Coronavirus: Schooling, other Singapore athletes, say decision to postpone Olympics is the 'right move'

Olympic champion Joseph Schooling expressed sympathy for those affected by the upheaval around the world along with a belief that things would improve.
Olympic champion Joseph Schooling expressed sympathy for those affected by the upheaval around the world along with a belief that things would improve.PHOTO: ST FILE

SINGAPORE - Olympic champion Joseph Schooling has welcomed the postponement of the 2020 Tokyo Games, saying it is the "right move" and has given athletes some "clarity" as they look ahead to sport's biggest stage next year.

Japanese Prime Minister Shinzo Abe announced in a media briefing on Tuesday (March 24) evening that he had proposed a one-year postponement for the event during talks with International Olympic Committee (IOC) president Thomas Bach, who was in "100 per cent agreement".

While the new dates for the Games, originally scheduled for July 24-Aug 9, have not been announced, a joint statement by the IOC and the Tokyo 2020 organising committee said the event would take place by the summer of 2021.

Reigning 100m butterfly gold medallist Schooling said he was "pleased" the organisers had arrived at the decision.

"This is undoubtedly a tough call but not an unexpected one," said the Singapore swimmer in a statement. "I believe this is the right move so as to not endanger the health and well-being of athletes and the public."

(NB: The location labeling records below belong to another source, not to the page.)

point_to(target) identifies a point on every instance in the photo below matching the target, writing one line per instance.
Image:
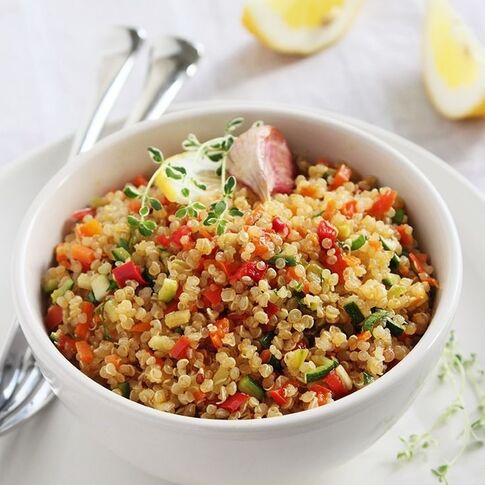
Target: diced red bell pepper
(53, 317)
(250, 269)
(382, 204)
(337, 267)
(335, 384)
(80, 214)
(341, 177)
(179, 234)
(128, 271)
(67, 346)
(280, 226)
(179, 350)
(234, 402)
(325, 230)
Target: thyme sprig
(459, 371)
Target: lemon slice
(454, 63)
(299, 26)
(188, 171)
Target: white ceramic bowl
(292, 449)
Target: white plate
(52, 449)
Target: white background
(48, 57)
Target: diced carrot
(349, 208)
(405, 237)
(113, 359)
(85, 352)
(341, 177)
(363, 336)
(53, 317)
(141, 327)
(179, 350)
(383, 204)
(90, 228)
(83, 254)
(134, 205)
(61, 255)
(88, 308)
(81, 330)
(330, 210)
(139, 180)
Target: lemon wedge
(187, 171)
(454, 63)
(299, 26)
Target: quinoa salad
(239, 280)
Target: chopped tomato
(139, 180)
(252, 270)
(140, 327)
(405, 237)
(179, 350)
(88, 308)
(335, 384)
(83, 254)
(278, 396)
(234, 402)
(80, 214)
(349, 208)
(322, 393)
(340, 264)
(212, 294)
(128, 271)
(90, 228)
(325, 230)
(81, 330)
(53, 318)
(341, 177)
(85, 352)
(382, 204)
(67, 346)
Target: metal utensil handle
(116, 66)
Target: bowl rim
(39, 341)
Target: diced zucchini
(177, 318)
(358, 242)
(266, 339)
(65, 286)
(100, 286)
(354, 313)
(121, 254)
(124, 387)
(372, 320)
(289, 260)
(295, 358)
(168, 290)
(321, 371)
(399, 216)
(396, 328)
(251, 387)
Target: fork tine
(42, 396)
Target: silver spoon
(23, 391)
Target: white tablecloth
(48, 56)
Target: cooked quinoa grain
(303, 299)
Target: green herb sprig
(459, 371)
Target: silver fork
(23, 390)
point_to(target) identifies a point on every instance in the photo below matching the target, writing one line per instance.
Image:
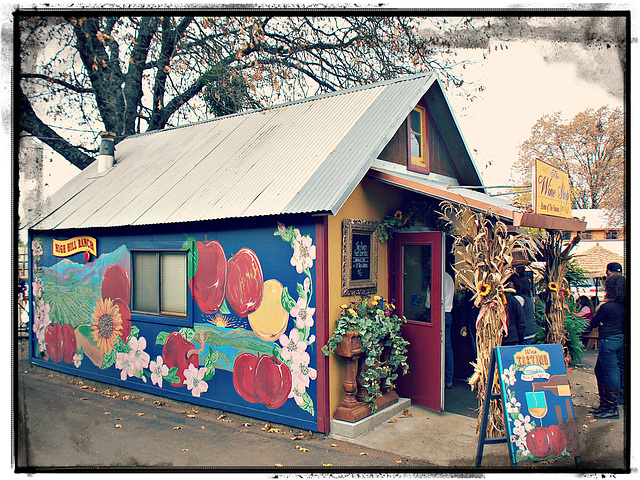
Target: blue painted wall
(251, 364)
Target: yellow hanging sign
(551, 190)
(65, 248)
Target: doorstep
(354, 430)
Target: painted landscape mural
(247, 344)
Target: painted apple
(125, 314)
(179, 352)
(272, 381)
(208, 283)
(244, 374)
(245, 283)
(54, 340)
(68, 342)
(557, 440)
(538, 442)
(116, 284)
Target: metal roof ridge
(292, 102)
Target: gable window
(418, 141)
(160, 283)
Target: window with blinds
(160, 283)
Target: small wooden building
(207, 263)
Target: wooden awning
(480, 201)
(594, 261)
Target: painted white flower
(37, 287)
(509, 375)
(123, 362)
(158, 371)
(303, 314)
(304, 252)
(302, 372)
(193, 379)
(139, 357)
(292, 346)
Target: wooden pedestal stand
(353, 408)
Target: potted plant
(368, 329)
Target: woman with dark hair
(585, 307)
(610, 322)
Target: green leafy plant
(384, 350)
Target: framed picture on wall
(359, 257)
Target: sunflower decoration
(106, 324)
(504, 298)
(484, 289)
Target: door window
(417, 283)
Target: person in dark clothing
(515, 321)
(523, 296)
(610, 322)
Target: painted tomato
(179, 352)
(245, 282)
(53, 337)
(208, 283)
(557, 440)
(116, 284)
(272, 381)
(69, 344)
(538, 442)
(244, 373)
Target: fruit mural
(537, 398)
(248, 340)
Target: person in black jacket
(610, 322)
(524, 297)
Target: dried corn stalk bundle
(485, 252)
(555, 286)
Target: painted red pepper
(208, 283)
(245, 282)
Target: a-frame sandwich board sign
(536, 401)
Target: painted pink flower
(124, 363)
(158, 371)
(194, 380)
(303, 314)
(302, 372)
(304, 252)
(292, 346)
(140, 358)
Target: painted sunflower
(485, 289)
(106, 324)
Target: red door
(417, 284)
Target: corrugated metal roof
(303, 157)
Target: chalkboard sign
(536, 398)
(359, 257)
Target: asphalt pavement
(63, 422)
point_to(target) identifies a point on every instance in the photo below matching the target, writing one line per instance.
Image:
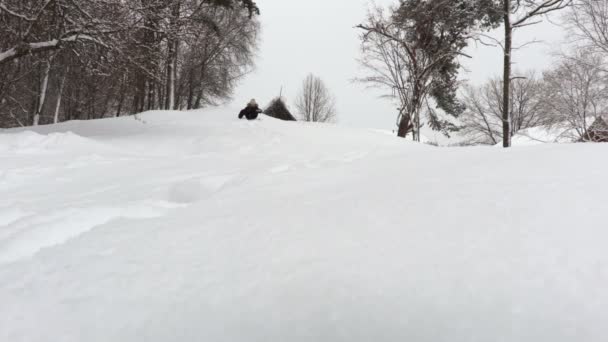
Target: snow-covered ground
(199, 227)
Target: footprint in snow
(280, 169)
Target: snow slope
(199, 227)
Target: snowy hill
(199, 227)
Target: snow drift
(198, 227)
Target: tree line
(413, 50)
(85, 59)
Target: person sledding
(251, 112)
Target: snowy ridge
(198, 227)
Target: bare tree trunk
(121, 98)
(43, 89)
(506, 119)
(59, 97)
(404, 126)
(173, 44)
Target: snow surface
(195, 226)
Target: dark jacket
(250, 112)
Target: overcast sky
(300, 37)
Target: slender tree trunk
(59, 97)
(170, 103)
(121, 98)
(173, 44)
(43, 90)
(506, 118)
(404, 126)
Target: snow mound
(543, 135)
(196, 226)
(30, 142)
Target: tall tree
(413, 52)
(517, 14)
(483, 117)
(77, 59)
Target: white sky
(299, 37)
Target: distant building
(598, 131)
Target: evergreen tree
(278, 109)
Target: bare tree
(314, 102)
(412, 51)
(85, 59)
(517, 14)
(576, 91)
(590, 21)
(483, 118)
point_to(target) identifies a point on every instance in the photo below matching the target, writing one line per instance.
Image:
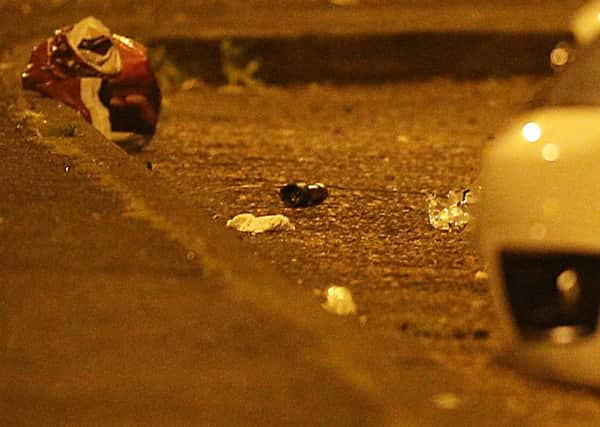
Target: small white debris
(446, 401)
(481, 276)
(249, 223)
(191, 84)
(449, 213)
(339, 301)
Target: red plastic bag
(104, 76)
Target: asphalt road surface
(380, 149)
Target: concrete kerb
(368, 58)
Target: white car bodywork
(541, 188)
(585, 23)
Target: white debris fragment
(249, 223)
(481, 276)
(446, 401)
(339, 301)
(451, 212)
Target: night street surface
(148, 339)
(380, 149)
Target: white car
(539, 227)
(585, 26)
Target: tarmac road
(380, 149)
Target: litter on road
(450, 212)
(339, 301)
(249, 223)
(106, 77)
(298, 195)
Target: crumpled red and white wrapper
(104, 76)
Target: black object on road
(300, 194)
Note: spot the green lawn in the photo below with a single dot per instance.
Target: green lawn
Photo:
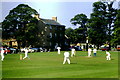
(49, 65)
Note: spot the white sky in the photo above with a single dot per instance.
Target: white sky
(64, 10)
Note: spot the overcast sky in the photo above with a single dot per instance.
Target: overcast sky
(63, 10)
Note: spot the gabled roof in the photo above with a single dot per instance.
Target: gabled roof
(51, 22)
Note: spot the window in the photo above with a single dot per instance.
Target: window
(50, 35)
(50, 27)
(55, 35)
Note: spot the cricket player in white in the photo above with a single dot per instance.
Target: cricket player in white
(72, 52)
(2, 54)
(66, 57)
(89, 52)
(95, 51)
(26, 54)
(108, 55)
(58, 50)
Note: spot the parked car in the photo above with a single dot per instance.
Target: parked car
(35, 49)
(118, 48)
(12, 50)
(104, 48)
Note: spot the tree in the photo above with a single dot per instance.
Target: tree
(110, 17)
(97, 24)
(116, 35)
(70, 34)
(21, 25)
(81, 32)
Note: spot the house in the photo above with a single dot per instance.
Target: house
(51, 33)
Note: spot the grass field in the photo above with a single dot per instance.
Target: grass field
(49, 65)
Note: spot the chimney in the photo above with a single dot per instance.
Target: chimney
(37, 16)
(54, 18)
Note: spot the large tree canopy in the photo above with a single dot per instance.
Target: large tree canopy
(116, 35)
(101, 22)
(81, 32)
(21, 25)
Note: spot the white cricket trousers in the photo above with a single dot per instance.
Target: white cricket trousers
(2, 56)
(108, 58)
(66, 59)
(58, 51)
(89, 54)
(25, 56)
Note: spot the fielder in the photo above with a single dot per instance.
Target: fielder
(89, 52)
(2, 54)
(26, 54)
(95, 51)
(58, 50)
(66, 57)
(73, 52)
(108, 55)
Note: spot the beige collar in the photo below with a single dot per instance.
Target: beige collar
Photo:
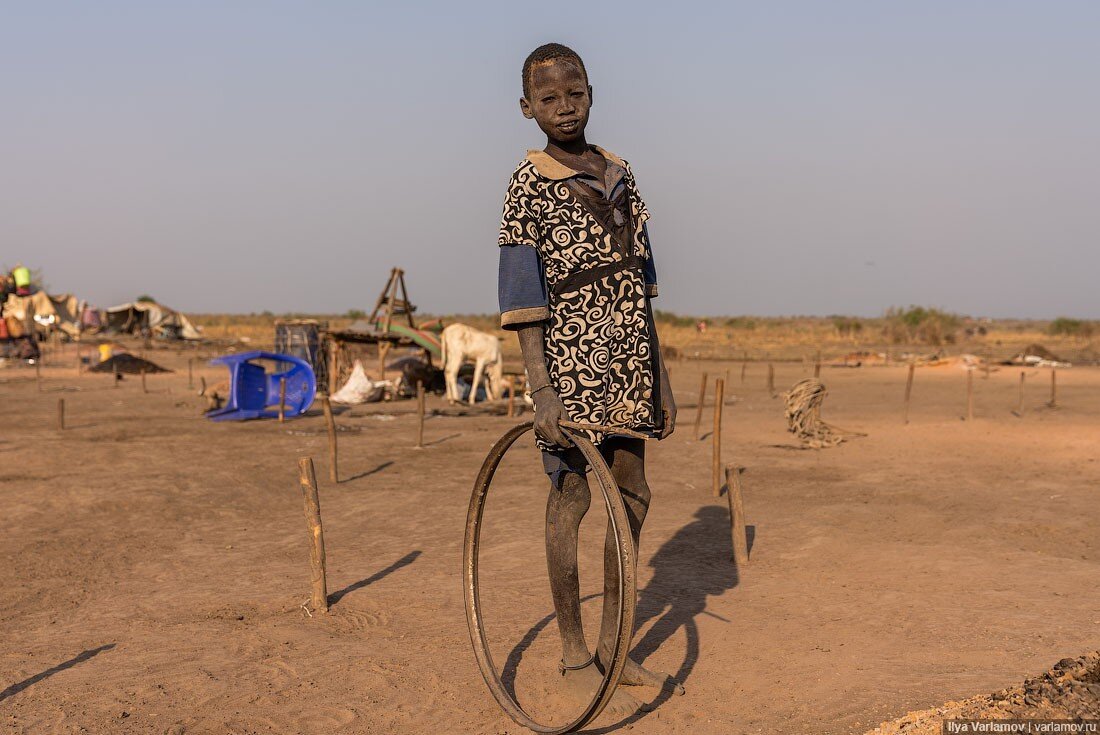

Schooling, whose triumph in Rio in 2016 was Singapore's first at the Olympics, added that the postponement gives competitors peace of mind, saying: "As athletes, we need to focus on being prepared and giving ourselves the best possible chance of success at the largest sporting event in the world.

"This decision gives us clarity as we recalibrate and work out the best plan around the new dates of the (Tokyo Olympics)."

He also expressed sympathy for those who have been affected by the upheaval around the world. These include many athletes unable to train after their countries implemented lockdowns to curb the spread of the disease, as well as officials in charge of putting the Games and teams together.

"My heart goes out to the working committee of the Olympics Games Tokyo 2020, the Singapore National Olympic Council and all affected athletes around the world."


The swimmer also expressed a belief that things would improve: "By keeping calm, staying united and being socially responsible, I believe we can overcome the challenging times ahead and beat the virus."

A spokesman for the SNOC described the decision to postpone the Olympics as one made "under difficult circumstances" and said it would regroup with affected national sports associations and athletes on any revisions to selection policies or the qualification process.

"We hope by then Team Singapore will be able to participate in the Olympic Games and celebrate the triumph of sports, but also humanity, without the risks the world is facing now," the spokesman added.

Jonathan Chan, who became the first local diver to qualify for an Olympics, also welcomed the delay, saying: "The postponement allows me to continue improving and to prepare myself to be in top shape and form for the Games next year."

Sailors Kimberly Lim and Cecilia Low, who qualified for Tokyo in the two-person 49erFX event, said they had been "mentally prepared" for a postponement.

"In light of the global pandemic, health and safety comes first, and this situation is way bigger than us or sports," they said.

"We agree that the postponement will be the fairest and safest option. For us, our goal is to perform our best at the Olympic Games, and that has not changed.

"It is in our hands to adapt and keep an open mind to best prepare ourselves, despite the uncertainty of timeline."

Singapore's top male shuttler Loh Kean Yew, who has not booked his place in Tokyo but stands a good chance of maintaining his world ranking and making the cut, said: "While it is disappointing from a sports point of view because we have been training very hard to prepare for it, I understand this is a necessary and important measure for the safety of everyone involved."

Loh, who is world No. 36, said he was "quite assured" of qualifying for the Olympics with its original dates but is now awaiting updates from the Badminton World Federation (BWF).

"It is up to the BWF to see if it is going to restart the rankings or continue where we left off," said the 22-year-old.

"Qualifying is only the first step, being able to be in top form physically and mentally and peak at the Olympics is more important.

"What is important for me in this period is to take good care of my body and make sure I am ready to take off from where I left off when tournaments resume."